I took another look at the star of the show. Sauromatum ’s purple-and-brown-spotted hood reared up like a cobra behind the glistening spadix. The smell was entirely disgusting, but there was a deep spiritual message latent here. If I had described the smell to Bhagavan as disgusting, he would certainly have replied, ‘Disgusting for whom?’ Then I would have had to enter the deepest sanctum of awareness, embarking on the vichara (Self-Enquiry). The answer was that it was disgusting for me. And who am I?

His date with Voodoo Lily

It wasn’t disgusting if you were a fly, that was for certain. I pretended to be a fly and tried to tell myself that the smell was beautiful, but still I felt sick. I asked Mrs Beddoes to open the windows to their widest, which she did rather unwillingly — there had been no such concession when she was the one being tested — but the smell was still overpowering. It took a lot of determination to stay in the room.
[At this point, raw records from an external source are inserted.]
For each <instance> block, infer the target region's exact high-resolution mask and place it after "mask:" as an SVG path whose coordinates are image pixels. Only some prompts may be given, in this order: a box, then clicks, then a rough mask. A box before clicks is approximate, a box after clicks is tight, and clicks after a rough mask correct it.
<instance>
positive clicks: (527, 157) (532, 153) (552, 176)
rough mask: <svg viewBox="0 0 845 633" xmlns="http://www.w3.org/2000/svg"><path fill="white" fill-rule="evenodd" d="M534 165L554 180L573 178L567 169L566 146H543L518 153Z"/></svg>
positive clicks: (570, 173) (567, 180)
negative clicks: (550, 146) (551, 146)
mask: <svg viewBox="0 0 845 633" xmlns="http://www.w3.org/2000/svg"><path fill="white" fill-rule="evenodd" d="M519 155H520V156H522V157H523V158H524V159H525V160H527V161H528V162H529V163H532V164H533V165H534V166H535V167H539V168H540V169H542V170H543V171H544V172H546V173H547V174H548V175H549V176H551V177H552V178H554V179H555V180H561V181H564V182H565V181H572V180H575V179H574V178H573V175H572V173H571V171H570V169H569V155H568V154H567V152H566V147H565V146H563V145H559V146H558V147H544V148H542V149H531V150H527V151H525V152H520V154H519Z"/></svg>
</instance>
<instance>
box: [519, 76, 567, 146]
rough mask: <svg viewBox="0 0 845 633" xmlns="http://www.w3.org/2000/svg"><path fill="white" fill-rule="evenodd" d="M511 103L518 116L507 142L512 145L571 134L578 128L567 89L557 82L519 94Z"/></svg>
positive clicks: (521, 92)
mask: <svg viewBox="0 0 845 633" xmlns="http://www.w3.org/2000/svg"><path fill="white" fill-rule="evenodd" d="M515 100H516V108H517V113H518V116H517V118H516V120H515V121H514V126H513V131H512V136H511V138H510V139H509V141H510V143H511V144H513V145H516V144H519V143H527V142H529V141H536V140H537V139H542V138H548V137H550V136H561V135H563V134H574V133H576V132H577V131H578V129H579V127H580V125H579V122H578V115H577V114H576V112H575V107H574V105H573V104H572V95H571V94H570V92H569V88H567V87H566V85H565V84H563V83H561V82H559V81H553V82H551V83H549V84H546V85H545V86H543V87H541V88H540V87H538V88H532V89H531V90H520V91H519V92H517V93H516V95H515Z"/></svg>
Then there was a knock at the door and Barry came in. Mrs Beddoes was so much at home by now that she gave a happy little yawn and a wave of the hand. Barry had done more than just take a bath. He had smartened himself up considerably for his date with Voodoo Lily. He was wearing tight (and crisply ironed) black flannel trousers and a white shirt. He had the instruments of dissection in one hand and a clipboard in the other.